Saturday, May 14, 2005

In a House of Music

I am so glad that Cheryl is playing her cello again. It has shifted the dynamic in our house again, for the better.

I'm not a musician myself, but I love hanging around musicians. They have access to a world that I can't reach. My mother tried to get me into piano lessons as a youngster, but I just did not have the inclination for making music back then. I still don't, but I appreciate those who can.

We may live in an age of digitally perfect recordings, but live music will always have a quality that no technology can match.


New Orchestra Outfit
Originally uploaded by Allan & Cheryl

The discipline required is one of those things that inspires me. Cheryl only resumed playing a month or two ago, but her dedication has started to pay off already. She will be 2nd stand* in the cello section at the next concert her orchestra plays. I have friends who also play instruments and you should see their faces when I tell them that she has been logging a consistent hour of practice a day.

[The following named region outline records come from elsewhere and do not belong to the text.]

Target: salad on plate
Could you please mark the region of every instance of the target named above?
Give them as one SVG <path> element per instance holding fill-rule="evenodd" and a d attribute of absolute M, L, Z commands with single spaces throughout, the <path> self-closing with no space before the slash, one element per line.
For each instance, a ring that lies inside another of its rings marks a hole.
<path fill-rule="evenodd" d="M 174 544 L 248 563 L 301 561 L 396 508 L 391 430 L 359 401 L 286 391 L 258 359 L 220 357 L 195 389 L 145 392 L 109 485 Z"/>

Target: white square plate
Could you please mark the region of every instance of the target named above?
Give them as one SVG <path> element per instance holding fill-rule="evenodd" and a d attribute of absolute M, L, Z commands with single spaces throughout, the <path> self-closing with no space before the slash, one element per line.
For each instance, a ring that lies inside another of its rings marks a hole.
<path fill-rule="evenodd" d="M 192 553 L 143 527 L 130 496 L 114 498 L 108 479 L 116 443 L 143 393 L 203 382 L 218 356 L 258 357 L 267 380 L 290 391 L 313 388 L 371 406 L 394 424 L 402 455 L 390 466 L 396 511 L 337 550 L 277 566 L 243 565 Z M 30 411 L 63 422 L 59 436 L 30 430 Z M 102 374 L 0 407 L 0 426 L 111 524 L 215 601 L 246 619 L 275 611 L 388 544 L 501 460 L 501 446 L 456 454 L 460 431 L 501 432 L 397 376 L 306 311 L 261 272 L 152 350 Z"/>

I also enjoy that hour or so of calm where Cheryl sits down and works on her exercises and performance pieces. She seems to think that it must be exceedingly boring to listen as she saws her way through a difficult technical excercise, but I really don't think it any different than looking through a painter's sketchbooks. Sometimes you gain a far greater appreciation of the underlying structure when you see or hear the work in progress, than if you were only presented with the final product.

* I have to mention Cheryl's standard disclaimer that the level of musical competition in a community orchestra is just not the same as you would find in a school or professional outfit. People who play in community orchestras tend to be those folks who gave up chasing the fame, glory, and pay of a professional career - and now play for the fun of it. They prefer to have someone else be the first chair so they can enjoy the relative obscurity of the back rows - away from the conductor's attentive eyes and ears.

1 comment:

Anonymous said...

Hear, hear! Our loss is your gain for sure. She never could understand how I could enjoy listening to scales for an hour, but even that is really very calming and agreeable ... especially when one is listening to a cello with such a rich, lovely, resonant sound as Cheryl brings from Leo.